Sunday, November 6, 2011

When is Bedtime?

Hi Ya'll,

Is it just me, or are ya'll confused by the time change too?  At 6:30 I was telling the kids it was time to head to bed.  And, I was planning on go to bed too!  Thanks to daylight-savings I am loosing my mind.

I used my miscalculation of time to get a musical instrument ready for rhythm day at school, create a "Star-Student" poster, and ... I don't know what else I have done.  But, I am pretty sure the idea behind all the school projects is to have the kiddie and Mommy work together.  Someone needs to let these teachers know that is can't be done.  Maybe I am one of the only Mom's who can't get it all done, in which case I should feel really bad, but I don't.

Anyway- now that I have a guitar made out of a wheat-thins box, and a poster board showing only a couple of my kiddies favorite pictures I am going to check in with you, and then go meet Mr. Sandman.
I have found my treatment regime very tolerable.  There is some pain at the injection site on the first day.  Severe headaches for several days, heartburn, and I am super tired (but who's to say that isn't from making music with cracker boxes).  However, these side-effects are nothing compared to what I went through before with A/C and Taxol.

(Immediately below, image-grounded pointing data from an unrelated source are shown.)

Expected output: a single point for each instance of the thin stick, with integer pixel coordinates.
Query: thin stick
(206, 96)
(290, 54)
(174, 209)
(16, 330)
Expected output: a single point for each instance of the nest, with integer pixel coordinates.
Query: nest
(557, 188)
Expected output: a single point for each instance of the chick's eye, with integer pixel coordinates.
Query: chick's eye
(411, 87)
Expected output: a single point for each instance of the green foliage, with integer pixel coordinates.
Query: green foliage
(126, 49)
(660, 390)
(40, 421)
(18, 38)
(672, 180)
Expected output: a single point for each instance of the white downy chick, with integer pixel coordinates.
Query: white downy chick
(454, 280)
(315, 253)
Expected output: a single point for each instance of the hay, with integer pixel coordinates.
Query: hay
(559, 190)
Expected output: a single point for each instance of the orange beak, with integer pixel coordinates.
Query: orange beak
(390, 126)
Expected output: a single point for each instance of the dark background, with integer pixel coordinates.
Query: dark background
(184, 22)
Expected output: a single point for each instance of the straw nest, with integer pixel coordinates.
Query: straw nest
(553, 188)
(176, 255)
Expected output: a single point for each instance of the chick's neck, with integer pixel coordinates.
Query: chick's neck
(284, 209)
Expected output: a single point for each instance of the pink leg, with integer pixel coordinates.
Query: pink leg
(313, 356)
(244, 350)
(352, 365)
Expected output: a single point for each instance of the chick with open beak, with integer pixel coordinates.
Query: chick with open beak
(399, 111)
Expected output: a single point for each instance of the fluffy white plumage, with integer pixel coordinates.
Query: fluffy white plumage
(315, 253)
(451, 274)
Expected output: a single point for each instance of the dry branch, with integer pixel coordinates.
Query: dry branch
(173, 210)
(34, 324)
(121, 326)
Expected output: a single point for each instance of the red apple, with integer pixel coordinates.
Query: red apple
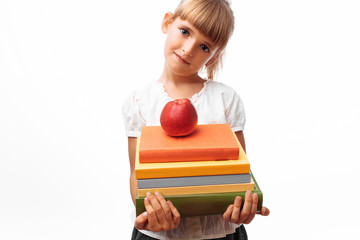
(178, 117)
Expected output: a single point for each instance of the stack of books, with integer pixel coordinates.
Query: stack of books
(201, 174)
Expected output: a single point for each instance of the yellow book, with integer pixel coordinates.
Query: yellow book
(223, 188)
(188, 169)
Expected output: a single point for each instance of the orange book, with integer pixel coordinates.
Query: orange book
(188, 169)
(207, 143)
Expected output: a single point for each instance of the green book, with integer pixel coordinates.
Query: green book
(203, 204)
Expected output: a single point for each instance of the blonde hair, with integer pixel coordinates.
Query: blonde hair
(214, 19)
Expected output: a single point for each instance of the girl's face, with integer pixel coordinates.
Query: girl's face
(186, 49)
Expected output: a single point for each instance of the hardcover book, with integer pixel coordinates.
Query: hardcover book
(193, 181)
(203, 204)
(171, 191)
(208, 142)
(189, 169)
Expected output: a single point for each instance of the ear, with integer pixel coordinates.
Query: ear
(212, 60)
(166, 22)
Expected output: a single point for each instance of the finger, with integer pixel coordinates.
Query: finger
(151, 215)
(228, 212)
(253, 209)
(165, 207)
(157, 207)
(175, 214)
(264, 211)
(236, 211)
(247, 207)
(141, 221)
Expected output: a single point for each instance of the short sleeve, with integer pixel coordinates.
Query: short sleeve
(235, 112)
(132, 117)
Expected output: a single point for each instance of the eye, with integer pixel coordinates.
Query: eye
(204, 48)
(184, 32)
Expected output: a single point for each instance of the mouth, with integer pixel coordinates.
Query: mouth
(181, 60)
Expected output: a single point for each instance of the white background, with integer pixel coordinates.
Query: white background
(66, 66)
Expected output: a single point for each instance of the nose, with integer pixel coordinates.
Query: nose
(188, 47)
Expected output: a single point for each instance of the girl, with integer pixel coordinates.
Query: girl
(197, 33)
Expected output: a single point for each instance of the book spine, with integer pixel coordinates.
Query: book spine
(198, 189)
(201, 204)
(193, 181)
(187, 155)
(191, 171)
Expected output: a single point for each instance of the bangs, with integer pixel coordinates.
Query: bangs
(213, 18)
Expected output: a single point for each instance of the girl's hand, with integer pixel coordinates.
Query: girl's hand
(160, 215)
(246, 215)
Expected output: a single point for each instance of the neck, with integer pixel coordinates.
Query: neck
(168, 76)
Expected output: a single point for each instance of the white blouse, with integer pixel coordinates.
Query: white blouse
(216, 103)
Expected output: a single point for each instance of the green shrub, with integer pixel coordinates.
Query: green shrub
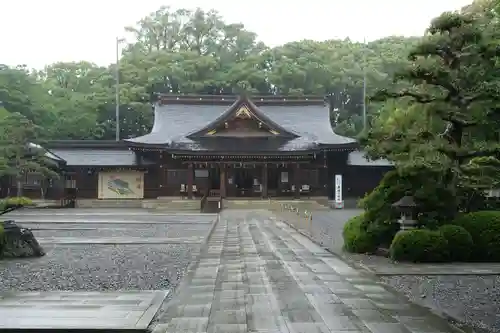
(356, 237)
(419, 245)
(460, 242)
(433, 199)
(1, 240)
(484, 227)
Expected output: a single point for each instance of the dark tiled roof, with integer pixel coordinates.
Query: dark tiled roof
(96, 157)
(174, 122)
(358, 158)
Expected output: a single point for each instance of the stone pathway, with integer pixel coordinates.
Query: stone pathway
(79, 310)
(258, 275)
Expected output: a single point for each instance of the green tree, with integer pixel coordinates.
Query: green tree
(18, 153)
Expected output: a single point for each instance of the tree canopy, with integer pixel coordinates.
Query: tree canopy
(196, 52)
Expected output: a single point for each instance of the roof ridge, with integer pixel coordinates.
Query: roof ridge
(229, 99)
(243, 101)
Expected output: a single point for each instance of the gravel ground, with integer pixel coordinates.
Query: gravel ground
(98, 268)
(475, 299)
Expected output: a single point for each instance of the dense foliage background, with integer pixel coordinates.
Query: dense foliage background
(195, 52)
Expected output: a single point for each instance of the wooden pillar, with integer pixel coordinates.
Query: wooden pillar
(264, 180)
(222, 169)
(296, 180)
(190, 180)
(162, 180)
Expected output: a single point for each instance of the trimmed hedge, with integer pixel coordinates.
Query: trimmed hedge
(419, 245)
(484, 227)
(460, 242)
(356, 238)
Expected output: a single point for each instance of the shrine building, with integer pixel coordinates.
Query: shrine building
(224, 146)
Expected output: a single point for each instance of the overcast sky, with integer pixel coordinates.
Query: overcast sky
(39, 32)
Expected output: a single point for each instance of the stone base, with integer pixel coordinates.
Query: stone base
(18, 242)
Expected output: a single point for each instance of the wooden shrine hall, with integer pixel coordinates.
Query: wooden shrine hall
(227, 146)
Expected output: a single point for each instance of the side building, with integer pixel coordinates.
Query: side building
(225, 146)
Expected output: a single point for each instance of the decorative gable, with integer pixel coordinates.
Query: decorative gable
(242, 123)
(243, 119)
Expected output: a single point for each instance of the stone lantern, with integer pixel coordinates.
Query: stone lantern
(408, 209)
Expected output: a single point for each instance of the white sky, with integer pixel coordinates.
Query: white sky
(39, 32)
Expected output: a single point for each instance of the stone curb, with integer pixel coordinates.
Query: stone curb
(453, 322)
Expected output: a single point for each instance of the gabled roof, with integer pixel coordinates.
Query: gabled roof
(178, 118)
(79, 153)
(242, 104)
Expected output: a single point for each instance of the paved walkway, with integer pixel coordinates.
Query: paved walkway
(79, 310)
(259, 275)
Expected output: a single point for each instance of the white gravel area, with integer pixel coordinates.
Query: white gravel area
(99, 268)
(475, 299)
(120, 230)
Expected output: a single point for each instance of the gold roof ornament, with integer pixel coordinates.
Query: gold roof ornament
(243, 113)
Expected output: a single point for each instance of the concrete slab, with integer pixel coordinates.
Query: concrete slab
(257, 275)
(79, 310)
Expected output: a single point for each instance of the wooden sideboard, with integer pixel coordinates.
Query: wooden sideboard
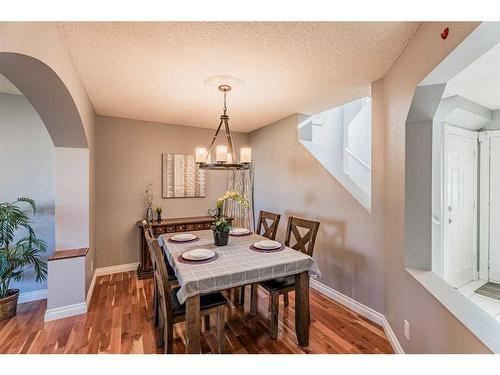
(182, 224)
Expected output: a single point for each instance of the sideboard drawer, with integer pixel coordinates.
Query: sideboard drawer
(159, 230)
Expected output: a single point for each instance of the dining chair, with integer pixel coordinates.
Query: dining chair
(303, 243)
(270, 230)
(146, 225)
(171, 311)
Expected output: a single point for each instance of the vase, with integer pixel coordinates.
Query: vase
(149, 214)
(221, 238)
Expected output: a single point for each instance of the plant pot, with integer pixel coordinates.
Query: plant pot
(221, 238)
(8, 305)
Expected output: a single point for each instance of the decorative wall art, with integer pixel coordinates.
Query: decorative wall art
(181, 177)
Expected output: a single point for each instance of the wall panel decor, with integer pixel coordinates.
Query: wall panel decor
(181, 177)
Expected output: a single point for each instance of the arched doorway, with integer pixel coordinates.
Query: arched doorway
(50, 83)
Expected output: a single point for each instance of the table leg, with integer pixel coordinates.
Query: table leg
(193, 325)
(302, 308)
(241, 297)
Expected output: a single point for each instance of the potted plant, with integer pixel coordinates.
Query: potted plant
(221, 226)
(221, 230)
(16, 255)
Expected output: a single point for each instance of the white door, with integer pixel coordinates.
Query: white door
(494, 261)
(460, 222)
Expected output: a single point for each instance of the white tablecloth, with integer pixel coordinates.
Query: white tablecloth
(236, 265)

Because the side-effects are mild, I am feeling very guilty over the kindness and generosity of friends and neighbors.  I feel so wrong accepting help since I am not as sick as I was before.  I don't know what to say- should I politely decline your help or accept the offering knowing you would like to do something to help?  I must admit it is very hard to be on the receiving end again.

The first time I went through cancer I accepted the kindness knowing it was temporary, and believing that I wouldn't have to be in that position again. Ha- got that wrong.  I wish I had the time, money, and opportunity to pay it forward.  But, instead, I am trying to figure out the right thing to do about my situation now.  Accept help or not, fearing people will think I am taking advantage of them?

I don't know the answer tonight.  So, I will move on-

I don't have a timeline for my treatment.  Before it was easy because the chemo was so toxic there were a limited number of infusions that could be given. So, from the beginning I knew how many rounds I would have before moving to the next therapy.

This time it is much more mystical.  I will be getting bi-weekly injections for 3 rounds, then switching to monthly injections.  I will have blood tests every month, and we will be looking at the blood results in 2 months to tell us how this therapy is working.  I will have the PET/CT scan in 3 months.

If the cancer is responsive, then we continue with the treatment until.... a time in the future when treatment is either not necessary or not working.

I mentioned there are several treatment paths for me.  When/if this path fails we will move to one of the other 2 paths, both of which are more brutal, so hopefully this one does it!

Tonight I am homesick for my sisters and brother.  I love ya, guys.

Tonight I am Thankful:

  • for electric heat pads
  • Elmers Glue
  • Essential Oils
  • Bath Tubs
  • ice water
  • beach vacations
  • washing machines
  • sleeping kiddies (ahh- silence)

3 comments:

Nancy's Point said...

Thank you for commenting on my blog. It led me here! I know what you mean about the time change. As a parent and teacher I appreciate your comment about the school project and you're right, sometimes it just can't be done! As for asking for help, well, I say go ahead. Your true friends will not feel taken advantage of. I know it's tough to ask for help. Good luck with your ongoing treatment. Lastly, I like your list of things you're thankful for. It made me chuckle.

Texas is our Home on the Range said...

Thanks Nancy! Some days the most mundane things make us thankful. As I separted stinky laundry last night I was glad the washing machine would work while I slept!

Lori K said...

I say accept the help and do not feel guilty... People reach out and offer because they want to help--usually it brings lots of happiness to the giver. And remember anyone that offers help to you is also helping your beautiful girls in some way. Whenever you get help , take the time to relax, focus on your healing and enjoy a little less stress. You deserve it no doubt! I am so glad you are not feeling so sick this go round!!